Он смотрит недоверчиво, но я чувствую распирающий его интерес и улыбаюсь.
— Не думал устроиться в полицию?
— Что? — он открывает и закрывает рот, словно выброшенная на берег рыба. — Спятил? Не говоря о моих убеждениях, кто меня возьмет, с моим прошлым?!
— С каким прошлым? — насмешливо спрашиваю я. — Ты чист, как гребаный небожитель. Кстати, что не так с твоими убеждениями?
Он вспыхивает.
— Ну, знаешь, Майкрофт, ты превзошел сам себя. Уму не постижимо, более идиотской идеи не мог предложить даже я. В полицию! Стать гребаным бобби, мне! Издеваешься?
— Я ведь говорил, это всего лишь работа. Просто подумай. Ты жаждешь адреналина, справедливости, свободы. Последнее, разумеется, я не гарантирую, но, как понимаешь, иногда приходится жертвовать. Ты умен, смел, пронырлив, в отличие от тех, кто служит в Ярде. Чем не вариант, — говорю я серьезно.
— Ты точно спятил… — неверяще протягивает он. — Сумасшедший. Я же ничего не умею!

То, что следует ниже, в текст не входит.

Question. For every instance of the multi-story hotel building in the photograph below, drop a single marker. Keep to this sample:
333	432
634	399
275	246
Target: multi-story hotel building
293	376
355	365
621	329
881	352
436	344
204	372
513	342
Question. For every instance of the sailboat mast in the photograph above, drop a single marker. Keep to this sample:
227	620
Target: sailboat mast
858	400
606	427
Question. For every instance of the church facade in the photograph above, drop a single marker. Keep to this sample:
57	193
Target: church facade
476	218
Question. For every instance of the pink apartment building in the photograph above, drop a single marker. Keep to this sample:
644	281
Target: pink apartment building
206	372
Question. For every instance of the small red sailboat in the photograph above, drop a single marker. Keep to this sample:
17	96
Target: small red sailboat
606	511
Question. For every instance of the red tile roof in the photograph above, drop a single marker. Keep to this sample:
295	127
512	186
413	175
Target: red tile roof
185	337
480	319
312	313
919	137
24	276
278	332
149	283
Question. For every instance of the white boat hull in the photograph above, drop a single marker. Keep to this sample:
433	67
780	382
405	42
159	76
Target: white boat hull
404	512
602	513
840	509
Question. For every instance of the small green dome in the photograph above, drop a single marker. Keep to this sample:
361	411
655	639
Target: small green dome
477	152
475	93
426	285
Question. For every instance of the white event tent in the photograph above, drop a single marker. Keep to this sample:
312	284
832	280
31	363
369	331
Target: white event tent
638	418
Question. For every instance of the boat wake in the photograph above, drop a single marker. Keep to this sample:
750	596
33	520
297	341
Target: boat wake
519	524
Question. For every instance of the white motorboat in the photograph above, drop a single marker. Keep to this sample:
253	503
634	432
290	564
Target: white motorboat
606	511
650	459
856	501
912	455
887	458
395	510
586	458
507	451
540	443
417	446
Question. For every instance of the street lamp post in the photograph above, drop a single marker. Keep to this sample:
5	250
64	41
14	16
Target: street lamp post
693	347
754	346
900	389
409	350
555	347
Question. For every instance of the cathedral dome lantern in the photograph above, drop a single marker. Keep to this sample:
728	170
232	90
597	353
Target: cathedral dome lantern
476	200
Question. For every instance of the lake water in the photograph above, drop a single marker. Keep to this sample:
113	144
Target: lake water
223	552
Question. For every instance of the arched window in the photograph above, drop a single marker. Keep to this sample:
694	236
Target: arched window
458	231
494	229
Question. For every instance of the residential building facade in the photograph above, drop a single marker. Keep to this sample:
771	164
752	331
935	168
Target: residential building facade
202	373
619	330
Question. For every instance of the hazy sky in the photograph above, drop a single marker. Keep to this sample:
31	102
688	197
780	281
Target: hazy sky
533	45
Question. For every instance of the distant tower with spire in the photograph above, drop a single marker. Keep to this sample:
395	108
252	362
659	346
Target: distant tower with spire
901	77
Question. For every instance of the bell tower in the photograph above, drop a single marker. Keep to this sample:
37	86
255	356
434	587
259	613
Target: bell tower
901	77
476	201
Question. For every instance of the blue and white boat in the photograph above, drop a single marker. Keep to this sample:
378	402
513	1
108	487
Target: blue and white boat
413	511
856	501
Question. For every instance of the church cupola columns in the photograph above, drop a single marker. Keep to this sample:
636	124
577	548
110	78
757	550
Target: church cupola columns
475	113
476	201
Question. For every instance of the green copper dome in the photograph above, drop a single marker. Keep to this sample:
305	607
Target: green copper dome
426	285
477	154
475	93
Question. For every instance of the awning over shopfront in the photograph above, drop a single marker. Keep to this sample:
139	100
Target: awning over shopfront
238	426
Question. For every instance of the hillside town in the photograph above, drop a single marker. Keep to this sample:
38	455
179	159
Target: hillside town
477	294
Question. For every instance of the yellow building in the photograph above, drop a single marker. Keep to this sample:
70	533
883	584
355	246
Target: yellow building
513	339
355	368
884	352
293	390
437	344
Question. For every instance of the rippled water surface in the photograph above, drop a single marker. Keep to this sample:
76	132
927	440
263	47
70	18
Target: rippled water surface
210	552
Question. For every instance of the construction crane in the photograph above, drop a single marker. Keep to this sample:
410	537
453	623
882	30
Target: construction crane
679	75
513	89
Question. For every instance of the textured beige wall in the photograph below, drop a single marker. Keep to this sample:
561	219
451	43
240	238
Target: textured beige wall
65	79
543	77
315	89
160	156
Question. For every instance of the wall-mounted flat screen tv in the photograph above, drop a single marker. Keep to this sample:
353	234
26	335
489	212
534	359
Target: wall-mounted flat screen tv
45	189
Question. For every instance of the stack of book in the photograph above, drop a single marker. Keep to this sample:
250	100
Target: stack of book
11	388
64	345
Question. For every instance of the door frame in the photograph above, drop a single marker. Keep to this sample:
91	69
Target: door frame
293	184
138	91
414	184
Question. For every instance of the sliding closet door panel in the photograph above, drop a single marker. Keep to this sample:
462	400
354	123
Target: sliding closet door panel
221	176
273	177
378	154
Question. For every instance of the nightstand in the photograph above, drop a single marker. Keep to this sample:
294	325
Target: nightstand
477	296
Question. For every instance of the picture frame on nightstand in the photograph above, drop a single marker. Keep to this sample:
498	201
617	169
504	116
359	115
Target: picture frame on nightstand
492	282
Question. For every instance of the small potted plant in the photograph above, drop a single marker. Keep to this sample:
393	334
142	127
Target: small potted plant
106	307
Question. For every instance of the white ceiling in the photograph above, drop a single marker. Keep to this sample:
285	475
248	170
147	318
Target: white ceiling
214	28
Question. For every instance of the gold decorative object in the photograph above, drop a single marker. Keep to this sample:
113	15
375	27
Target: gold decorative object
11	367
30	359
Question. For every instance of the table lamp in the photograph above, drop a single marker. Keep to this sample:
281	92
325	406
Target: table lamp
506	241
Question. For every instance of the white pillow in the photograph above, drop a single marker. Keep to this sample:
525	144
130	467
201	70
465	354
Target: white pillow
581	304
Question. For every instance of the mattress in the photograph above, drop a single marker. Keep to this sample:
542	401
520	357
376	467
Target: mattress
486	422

— Научишься, — говорю я немного жестко.
Он смиреет и отворачивается, вглядываясь в пейзаж за лобовым стеклом.
— Идиотизм.
— То, что сегодня кажется идиотизмом, завтра может сойти за дельную идею. И наоборот. Я не настаиваю и не жду, что ты согласишься. Просто подумай, — произношу я, доставая визитку.
— Что это?
— Мои контакты. Хотя ты, конечно, можешь завалиться ко мне домой…
Он фыркает.
— Вот мой домашний номер. — Наспех записываю цифры на обороте карточки. — Позвони, если надумаешь. Устрою тебя в академию.
Он прячет визитку в карман.
— А что должен делать я? — спрашивает, насупив брови.
— В смысле?
— Ты помогаешь мне, а что взамен?
— Ничего. — До меня даже не сразу доходит, что он имеет в виду, настолько неожиданным оказывается вопрос.

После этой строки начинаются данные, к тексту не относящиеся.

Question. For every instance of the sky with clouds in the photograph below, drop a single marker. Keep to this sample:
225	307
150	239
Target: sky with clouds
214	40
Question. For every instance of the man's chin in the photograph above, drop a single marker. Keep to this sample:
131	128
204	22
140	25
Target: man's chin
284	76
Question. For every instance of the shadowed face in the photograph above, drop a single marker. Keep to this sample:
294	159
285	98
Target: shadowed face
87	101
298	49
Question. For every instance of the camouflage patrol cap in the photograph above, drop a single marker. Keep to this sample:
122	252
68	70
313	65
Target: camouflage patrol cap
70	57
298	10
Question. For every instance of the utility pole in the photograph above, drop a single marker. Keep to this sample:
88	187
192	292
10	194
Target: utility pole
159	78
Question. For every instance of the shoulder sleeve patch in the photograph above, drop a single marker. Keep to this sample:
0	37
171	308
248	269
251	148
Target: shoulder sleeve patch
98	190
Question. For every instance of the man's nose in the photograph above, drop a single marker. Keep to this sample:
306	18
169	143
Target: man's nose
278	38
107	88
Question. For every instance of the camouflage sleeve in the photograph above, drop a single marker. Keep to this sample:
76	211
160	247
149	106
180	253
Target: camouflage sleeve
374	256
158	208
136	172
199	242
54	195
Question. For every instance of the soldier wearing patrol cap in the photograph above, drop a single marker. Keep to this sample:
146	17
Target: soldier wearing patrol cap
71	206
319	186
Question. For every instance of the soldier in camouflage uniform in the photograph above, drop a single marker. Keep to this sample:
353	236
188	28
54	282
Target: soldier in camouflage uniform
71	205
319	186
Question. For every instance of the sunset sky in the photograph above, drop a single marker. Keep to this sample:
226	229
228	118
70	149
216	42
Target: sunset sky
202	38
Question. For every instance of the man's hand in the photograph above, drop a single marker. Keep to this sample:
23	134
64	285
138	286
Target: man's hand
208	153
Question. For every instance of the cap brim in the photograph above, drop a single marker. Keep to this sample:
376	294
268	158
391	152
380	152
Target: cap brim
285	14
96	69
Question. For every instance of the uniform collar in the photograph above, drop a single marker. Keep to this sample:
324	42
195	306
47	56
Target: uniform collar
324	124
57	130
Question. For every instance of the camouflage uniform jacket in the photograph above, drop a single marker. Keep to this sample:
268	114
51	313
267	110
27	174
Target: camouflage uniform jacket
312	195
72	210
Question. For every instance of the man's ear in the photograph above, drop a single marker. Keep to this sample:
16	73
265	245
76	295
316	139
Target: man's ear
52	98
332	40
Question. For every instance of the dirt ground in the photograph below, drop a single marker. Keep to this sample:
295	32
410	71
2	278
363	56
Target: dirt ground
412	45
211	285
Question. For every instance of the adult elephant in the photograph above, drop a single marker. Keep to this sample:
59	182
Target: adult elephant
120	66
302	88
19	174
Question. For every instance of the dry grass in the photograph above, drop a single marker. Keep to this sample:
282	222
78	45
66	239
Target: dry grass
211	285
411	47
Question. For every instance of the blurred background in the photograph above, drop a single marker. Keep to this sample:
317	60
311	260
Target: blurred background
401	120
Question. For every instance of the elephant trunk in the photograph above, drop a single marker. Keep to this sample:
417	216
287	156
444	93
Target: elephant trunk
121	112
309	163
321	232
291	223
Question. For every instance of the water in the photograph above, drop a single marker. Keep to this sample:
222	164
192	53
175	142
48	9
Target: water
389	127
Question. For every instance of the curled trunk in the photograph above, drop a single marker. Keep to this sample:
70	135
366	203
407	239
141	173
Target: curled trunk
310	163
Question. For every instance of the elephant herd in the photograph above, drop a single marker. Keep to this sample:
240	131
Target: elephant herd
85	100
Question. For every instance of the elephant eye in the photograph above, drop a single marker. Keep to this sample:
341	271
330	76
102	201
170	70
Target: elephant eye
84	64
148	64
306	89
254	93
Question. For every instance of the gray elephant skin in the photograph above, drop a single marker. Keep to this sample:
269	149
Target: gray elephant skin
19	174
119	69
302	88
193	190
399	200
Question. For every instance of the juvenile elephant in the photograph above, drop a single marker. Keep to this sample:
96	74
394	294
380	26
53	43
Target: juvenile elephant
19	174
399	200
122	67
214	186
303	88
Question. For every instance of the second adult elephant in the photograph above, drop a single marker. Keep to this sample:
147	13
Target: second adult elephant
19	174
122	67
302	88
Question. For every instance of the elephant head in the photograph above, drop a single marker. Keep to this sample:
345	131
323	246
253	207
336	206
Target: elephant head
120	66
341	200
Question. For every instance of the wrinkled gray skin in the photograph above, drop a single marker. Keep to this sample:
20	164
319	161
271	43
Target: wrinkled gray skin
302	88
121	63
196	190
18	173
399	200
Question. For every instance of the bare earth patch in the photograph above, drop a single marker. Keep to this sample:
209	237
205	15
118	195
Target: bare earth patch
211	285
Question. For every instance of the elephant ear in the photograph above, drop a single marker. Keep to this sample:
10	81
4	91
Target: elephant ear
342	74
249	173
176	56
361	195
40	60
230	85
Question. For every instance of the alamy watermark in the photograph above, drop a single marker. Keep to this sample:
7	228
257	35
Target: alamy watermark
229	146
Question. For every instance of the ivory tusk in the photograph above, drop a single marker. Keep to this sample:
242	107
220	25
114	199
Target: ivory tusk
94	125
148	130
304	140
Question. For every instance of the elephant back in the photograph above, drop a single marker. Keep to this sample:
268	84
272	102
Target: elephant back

— Благотворительность? Так не бывает. В чем подвох? — Он сверлит настороженным прищуром глаз.
Мне становится жаль. Жаль этот мир, в котором ничего не бывает просто. Просто так. Помочь кому-то. Почему нет?
Знакомься, Грег. Майкрофт Холмс, хренов гуманист, наивный альтруистичный болван. Именно это написано на моей визитке. Да нет, конечно. На ней ничего, кроме имени.

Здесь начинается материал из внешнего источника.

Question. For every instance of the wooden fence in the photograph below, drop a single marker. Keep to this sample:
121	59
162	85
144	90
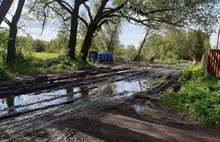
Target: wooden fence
211	62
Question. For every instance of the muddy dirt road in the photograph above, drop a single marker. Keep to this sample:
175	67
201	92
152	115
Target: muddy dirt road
117	103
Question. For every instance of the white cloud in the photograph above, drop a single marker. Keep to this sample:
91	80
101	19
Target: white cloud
138	36
47	35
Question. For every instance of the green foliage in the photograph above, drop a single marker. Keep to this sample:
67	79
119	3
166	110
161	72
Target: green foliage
3	45
176	45
56	45
44	56
3	74
39	46
199	96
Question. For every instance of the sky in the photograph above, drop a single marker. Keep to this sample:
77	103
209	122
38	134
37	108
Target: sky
130	34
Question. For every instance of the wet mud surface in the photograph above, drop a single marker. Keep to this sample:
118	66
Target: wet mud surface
111	103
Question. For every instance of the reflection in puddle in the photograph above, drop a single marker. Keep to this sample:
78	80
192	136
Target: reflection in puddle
146	111
116	90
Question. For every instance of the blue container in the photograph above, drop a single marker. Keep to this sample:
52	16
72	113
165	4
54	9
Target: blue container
104	57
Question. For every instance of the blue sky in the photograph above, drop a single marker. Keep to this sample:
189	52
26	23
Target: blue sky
131	34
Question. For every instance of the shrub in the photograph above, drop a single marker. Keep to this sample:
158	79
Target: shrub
198	97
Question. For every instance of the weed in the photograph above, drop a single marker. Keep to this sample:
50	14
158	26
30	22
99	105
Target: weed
198	97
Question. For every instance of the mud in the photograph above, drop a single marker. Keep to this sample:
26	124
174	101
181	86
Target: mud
111	103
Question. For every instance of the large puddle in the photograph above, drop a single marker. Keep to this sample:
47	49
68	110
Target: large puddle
34	101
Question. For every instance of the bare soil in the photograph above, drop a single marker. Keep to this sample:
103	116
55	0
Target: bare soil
103	118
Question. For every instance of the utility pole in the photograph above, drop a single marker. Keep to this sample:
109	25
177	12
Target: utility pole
218	39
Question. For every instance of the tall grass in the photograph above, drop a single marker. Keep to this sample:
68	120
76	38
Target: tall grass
33	65
44	56
199	96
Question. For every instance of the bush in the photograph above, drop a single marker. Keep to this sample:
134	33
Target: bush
199	96
3	74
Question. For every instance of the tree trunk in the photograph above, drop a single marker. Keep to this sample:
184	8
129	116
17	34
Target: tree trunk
11	54
137	57
73	30
87	42
4	8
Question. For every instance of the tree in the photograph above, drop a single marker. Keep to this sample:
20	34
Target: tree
4	8
151	13
102	15
70	15
11	51
199	45
39	45
108	36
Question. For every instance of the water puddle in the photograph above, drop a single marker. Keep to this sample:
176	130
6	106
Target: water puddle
116	90
146	111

— Взамен ты пообещаешь хорошенько всё обдумать. Идёт? — Улыбаюсь.
— Хорошо, — обескураженно кивает он.
— Вот и славно. Куда сейчас? Я отвезу.
***
— Вот здесь я и живу, — печально говорит он, когда мы подъезжаем к его дому. Я понимаю, что он стесняется того, что я стал свидетелем… чего, собственно?
Никак не комментирую его слова, хотя вижу, что ему это нужно.
Он отчего-то останавливает взгляд на моих перчатках. Я не выдерживаю:
— Послушай. Если ты думаешь, что место, где ты живешь, имеет для меня хоть какое-то, самое мизерное, значение, — то ошибаешься. Это всего лишь дом. Четыре стены. Не вижу, как он отличается от любого другого.
— Не говори ерунды, — ощетинивается он.
Хмурюсь, стягиваю ставшие ненавистными перчатки и швыряю их на панель.
— Так лучше? — цежу я.
— Дьявол, прости. — Он выглядит виноватым. — Просто по одному взгляду на тебя ясно, из какого ты теста.
Здорово. Я мысленно умоляю его заткнуться, иначе сегодняшняя наша встреча снова закончится моим бешенством. Не он ли выговаривал мне за то же самое тогда, на стройке?
— В конце концов, — говорю я спокойно и киваю на дом, — ты даже не выбирал его. Даже эти шмотки, — цепляю воротник его куртки, — говорят о тебе больше, чем дом, машина или то, чем ты занимаешься.
— Почему? — не понимая, хмурится он.
— Потому.
Хочется прикрикнуть на него, сказать, что кое-кому в этой машине стоит повзрослеть, но сдерживаю себя. Всего должно быть в меру, особенно идиотизма.
— Когда-нибудь ты поймешь, — говорю, не сомневаясь, что задеваю его.